Enfin, zijsprongetje van een interessante discussie ... buiten het soms volledig onterechte gebruik van Line arrays in "conventioneel"-toepassingen is het grote voordeel van Line arrays vind ik toch wel de mooie horizontale afstraling. Persoonlijk word ik helemaal gestoord van de phasing en lobes als ik langs een gemiddeld stackje / clustertje loop ... STS inbegrepen.

Daarentegen wordt het doel (gelijkmatig over lange afstanden) natuurlijk vaak voorbijgestreefd met Line arrays ... zeker in kleine ruimtes met veel reflectie. Da's mijn idee dan toch.

Groeten !

----------


## robski

Hallo,

dat is weer eens een keer een buitengewoon interessante discussie!

Line array/conventioneel is inderdaad onderhevig aan mode, importeurssprookjes en meer van dat.
Bij Tools en inzet is al het onderscheid gemaakt van grootte van de locatie: Line array groot en veel mensen ja, klein binnen :nee

Daarnaast is denk ik het programmaterial van belang: spraak tot aan zeer emotionele muziek zoals hardcore. Bij spraak (b.v. theater ) kan ook op een kleinere schaal een line array prima voldoen. Juist vanwege het gelijkmatige in your face karakter zoals de lichtman (gevoelig voor emoties :Smile: ) al opmerkte.

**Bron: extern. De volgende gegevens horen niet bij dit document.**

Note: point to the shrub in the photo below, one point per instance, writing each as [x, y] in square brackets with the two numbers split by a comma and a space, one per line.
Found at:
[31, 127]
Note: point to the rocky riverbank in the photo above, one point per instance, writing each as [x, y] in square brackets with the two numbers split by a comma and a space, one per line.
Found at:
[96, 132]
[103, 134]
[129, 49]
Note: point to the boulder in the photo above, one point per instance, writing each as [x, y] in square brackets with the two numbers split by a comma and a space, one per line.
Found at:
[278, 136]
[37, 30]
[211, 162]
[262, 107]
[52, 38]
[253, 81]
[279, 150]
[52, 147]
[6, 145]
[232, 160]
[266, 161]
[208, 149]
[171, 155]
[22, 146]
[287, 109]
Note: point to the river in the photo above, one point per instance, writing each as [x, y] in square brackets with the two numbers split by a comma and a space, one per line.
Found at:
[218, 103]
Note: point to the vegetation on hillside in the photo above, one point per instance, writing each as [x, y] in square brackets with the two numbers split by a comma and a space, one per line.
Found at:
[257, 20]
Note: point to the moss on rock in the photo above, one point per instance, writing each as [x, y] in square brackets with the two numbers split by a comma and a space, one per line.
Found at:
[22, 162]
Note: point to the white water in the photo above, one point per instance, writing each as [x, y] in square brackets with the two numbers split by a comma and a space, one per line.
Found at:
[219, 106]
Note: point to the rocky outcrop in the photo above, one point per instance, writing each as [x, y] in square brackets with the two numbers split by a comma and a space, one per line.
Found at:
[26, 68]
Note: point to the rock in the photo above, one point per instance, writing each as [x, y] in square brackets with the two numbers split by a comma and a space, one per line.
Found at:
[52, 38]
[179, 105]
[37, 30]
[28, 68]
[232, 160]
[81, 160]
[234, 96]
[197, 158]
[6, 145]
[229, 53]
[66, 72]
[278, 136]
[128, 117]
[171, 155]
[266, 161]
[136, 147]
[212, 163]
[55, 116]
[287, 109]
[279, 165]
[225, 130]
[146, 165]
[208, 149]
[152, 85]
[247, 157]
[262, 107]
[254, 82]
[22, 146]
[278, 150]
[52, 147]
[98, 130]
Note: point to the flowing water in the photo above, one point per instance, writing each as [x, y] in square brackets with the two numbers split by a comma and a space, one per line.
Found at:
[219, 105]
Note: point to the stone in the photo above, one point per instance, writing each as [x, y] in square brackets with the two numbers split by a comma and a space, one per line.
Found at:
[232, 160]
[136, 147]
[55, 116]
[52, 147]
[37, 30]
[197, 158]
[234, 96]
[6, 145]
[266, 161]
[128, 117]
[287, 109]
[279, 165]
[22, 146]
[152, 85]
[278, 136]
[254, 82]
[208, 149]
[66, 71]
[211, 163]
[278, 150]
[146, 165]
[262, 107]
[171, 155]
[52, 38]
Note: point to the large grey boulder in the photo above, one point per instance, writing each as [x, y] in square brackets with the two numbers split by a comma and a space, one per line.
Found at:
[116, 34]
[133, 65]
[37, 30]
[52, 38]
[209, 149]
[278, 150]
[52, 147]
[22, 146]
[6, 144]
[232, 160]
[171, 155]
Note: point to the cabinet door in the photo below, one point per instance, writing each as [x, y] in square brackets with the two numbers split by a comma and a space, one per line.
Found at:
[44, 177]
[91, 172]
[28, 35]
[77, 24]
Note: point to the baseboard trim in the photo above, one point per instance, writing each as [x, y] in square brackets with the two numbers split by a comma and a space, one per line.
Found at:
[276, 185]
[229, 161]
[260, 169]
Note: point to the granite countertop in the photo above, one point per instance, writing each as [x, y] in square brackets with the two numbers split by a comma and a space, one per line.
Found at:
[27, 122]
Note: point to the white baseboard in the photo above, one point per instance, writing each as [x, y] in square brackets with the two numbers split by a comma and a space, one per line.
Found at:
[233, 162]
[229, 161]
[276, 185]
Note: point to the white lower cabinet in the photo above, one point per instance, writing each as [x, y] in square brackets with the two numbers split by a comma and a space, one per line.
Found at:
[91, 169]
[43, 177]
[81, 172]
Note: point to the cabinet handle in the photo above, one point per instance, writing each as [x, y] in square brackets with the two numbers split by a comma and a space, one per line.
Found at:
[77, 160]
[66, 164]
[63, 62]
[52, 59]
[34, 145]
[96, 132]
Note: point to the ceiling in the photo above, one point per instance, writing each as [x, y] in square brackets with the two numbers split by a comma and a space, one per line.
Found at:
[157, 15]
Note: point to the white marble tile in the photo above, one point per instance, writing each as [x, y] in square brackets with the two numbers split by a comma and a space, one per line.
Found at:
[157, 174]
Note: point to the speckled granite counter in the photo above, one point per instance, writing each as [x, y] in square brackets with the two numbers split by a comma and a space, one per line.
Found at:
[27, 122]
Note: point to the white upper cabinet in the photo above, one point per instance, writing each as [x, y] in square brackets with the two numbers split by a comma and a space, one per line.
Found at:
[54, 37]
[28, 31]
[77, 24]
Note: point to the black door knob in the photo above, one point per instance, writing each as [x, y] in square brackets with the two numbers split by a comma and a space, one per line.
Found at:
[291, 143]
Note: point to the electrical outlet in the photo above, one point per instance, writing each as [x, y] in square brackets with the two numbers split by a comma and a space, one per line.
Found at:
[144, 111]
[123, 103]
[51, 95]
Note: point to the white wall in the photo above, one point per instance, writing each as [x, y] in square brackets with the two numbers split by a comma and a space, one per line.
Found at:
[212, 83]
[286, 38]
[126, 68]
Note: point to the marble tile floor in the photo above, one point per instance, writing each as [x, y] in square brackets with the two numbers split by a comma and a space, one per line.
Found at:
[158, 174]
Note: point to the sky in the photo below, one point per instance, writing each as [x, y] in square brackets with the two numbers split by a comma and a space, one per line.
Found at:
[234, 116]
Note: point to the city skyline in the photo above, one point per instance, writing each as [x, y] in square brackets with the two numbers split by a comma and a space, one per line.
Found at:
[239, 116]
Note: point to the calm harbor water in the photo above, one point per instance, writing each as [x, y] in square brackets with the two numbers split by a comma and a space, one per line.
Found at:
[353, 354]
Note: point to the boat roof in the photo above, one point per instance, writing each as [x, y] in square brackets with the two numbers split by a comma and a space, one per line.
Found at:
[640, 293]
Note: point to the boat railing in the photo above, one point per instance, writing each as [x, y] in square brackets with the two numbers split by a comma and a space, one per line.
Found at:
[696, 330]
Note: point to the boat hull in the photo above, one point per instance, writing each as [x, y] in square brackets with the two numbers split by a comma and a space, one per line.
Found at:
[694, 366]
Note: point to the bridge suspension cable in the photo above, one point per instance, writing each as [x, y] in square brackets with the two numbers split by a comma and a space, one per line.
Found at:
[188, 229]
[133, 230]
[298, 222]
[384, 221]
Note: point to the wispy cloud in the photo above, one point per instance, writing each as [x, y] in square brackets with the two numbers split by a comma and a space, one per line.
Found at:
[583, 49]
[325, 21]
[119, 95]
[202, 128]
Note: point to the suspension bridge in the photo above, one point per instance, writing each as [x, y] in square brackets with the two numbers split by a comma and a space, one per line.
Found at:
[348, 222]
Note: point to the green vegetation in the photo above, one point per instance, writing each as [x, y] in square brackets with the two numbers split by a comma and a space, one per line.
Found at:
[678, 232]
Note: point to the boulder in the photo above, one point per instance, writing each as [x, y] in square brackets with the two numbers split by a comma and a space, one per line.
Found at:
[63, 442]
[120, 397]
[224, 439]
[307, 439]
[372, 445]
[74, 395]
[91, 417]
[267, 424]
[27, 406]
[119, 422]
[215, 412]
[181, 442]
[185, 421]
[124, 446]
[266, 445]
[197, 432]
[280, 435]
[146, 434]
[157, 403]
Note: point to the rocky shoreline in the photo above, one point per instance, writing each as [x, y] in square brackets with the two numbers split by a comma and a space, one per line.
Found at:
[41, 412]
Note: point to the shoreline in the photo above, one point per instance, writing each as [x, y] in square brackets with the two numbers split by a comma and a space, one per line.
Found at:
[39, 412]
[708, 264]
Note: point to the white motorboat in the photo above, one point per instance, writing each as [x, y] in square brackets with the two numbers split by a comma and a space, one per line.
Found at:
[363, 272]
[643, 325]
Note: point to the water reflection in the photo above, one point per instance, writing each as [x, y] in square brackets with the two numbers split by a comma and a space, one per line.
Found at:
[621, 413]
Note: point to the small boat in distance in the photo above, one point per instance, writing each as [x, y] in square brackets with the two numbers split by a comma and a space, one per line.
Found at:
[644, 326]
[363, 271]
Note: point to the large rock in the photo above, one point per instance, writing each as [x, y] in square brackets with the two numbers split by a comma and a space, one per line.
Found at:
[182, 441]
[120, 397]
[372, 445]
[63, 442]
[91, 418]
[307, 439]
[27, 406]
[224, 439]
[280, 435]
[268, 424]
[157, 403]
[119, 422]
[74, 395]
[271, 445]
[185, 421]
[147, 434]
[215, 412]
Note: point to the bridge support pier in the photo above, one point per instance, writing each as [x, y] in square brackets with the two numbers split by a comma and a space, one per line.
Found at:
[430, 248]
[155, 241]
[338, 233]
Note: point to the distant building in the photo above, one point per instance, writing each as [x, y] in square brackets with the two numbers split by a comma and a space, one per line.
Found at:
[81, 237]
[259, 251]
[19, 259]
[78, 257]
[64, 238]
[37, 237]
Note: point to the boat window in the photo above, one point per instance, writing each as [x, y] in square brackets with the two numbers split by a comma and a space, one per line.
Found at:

Ook denk ik dat de ruimte op zich invloed heeft: een theater met 4 balkons is niet geschikt voor een line array. hetzelfde teheater zonder balkons kan dat wel zijn.


Wat betreft het gebruik van sub en het al dan niet vliegen: ook afhankelijk b
van het doel, lijkt me. Bij klassiek concert, musical e.d. gevlogen sub ivm gelijk matig heid (afstand tot het publiek)
Bij pop achtige dingen gearcte grond oplossingen (gelijkmatig grondkoppeling e.d.) En bij de emo rockers links en rechts een stapel zodat je die heftige drukgolf creeerd, en ja die is met name in  de Pit maar daar gebeurt het dan ook!


en uiteindelijk is het de system tech die de juiste tools op de juiste manier inzet,

greetz Rob

----------


## wimbru

Welk verschil is er eigenlijk tussen die zuiltjes in de kerk en een line array?

Met beiden heb je toch fase-moeilijkheden?

----------


## schrobbelbop

sterker nog, 
die zuiltjes in de kerk zijn line-sources! alleen wel op spraakgebied ontworpen.

een l.a. heeft juist minder verschijnselen van fase verschillen tov een conventioneel pa.

----------


## Audio Care

De afgelopen tijd werk ik weer veel met Axis. Helaas een merk dat in Nederland nog steeds niet serieus genoeg blijkt te zijn (volgens de zogenaamde proffesionals).
2 systemen waar wij vaak mee werken zijn de Target en, de daarvan afgeleide, U16 systemen. Beide mag je geen line-array noemen en dan doen we dus ook niet. Voor de mensen dien niet weten wat het Traget systeem inhoudt: Dit systeem van gestackte of gevolgen kasten (top en subs) wordt d.m.v. DSP's aangestuurd, waarmee door fase/tijd bewerkingen diverse afstraalpatronen gerealiseerd kunnen worden. Men kan dus de lengte, de breedte en de hoogte van de lob min of meer "plaatsen". Lijkt allemaal abracadabra maar in de praktijk blijkt dat erg mee te vallen. Wij gebruiken deze systemen naast  "conventionele" Axsis systemen en eigenlijk is de locatie en de specifieke productie de aanleiding om een van de systemen te gebruiken.
Aangezien de nieuwe U16 ultra compact zijn en al bij 3 per kant een goede spreiding/ PSL hebben, wordt deze ook vaker toegepast op locaties waar je normaal geen L-A systeem zou gebruiken. Ik zeg er hierbij dat je dan geen "Big Rock 'n Roll" systeem hebt, maar een plezierig systeem voor Jazz/ Blues en theater/congressen. Daarnaast zijn ze zo "low-profile" dat we ze erg goed kunnen maskeren en dat dingen als zichtlijnen gewaarborgd zijn. Natuurlijk moet er nog wel ergens wat subjes geplaatst worden.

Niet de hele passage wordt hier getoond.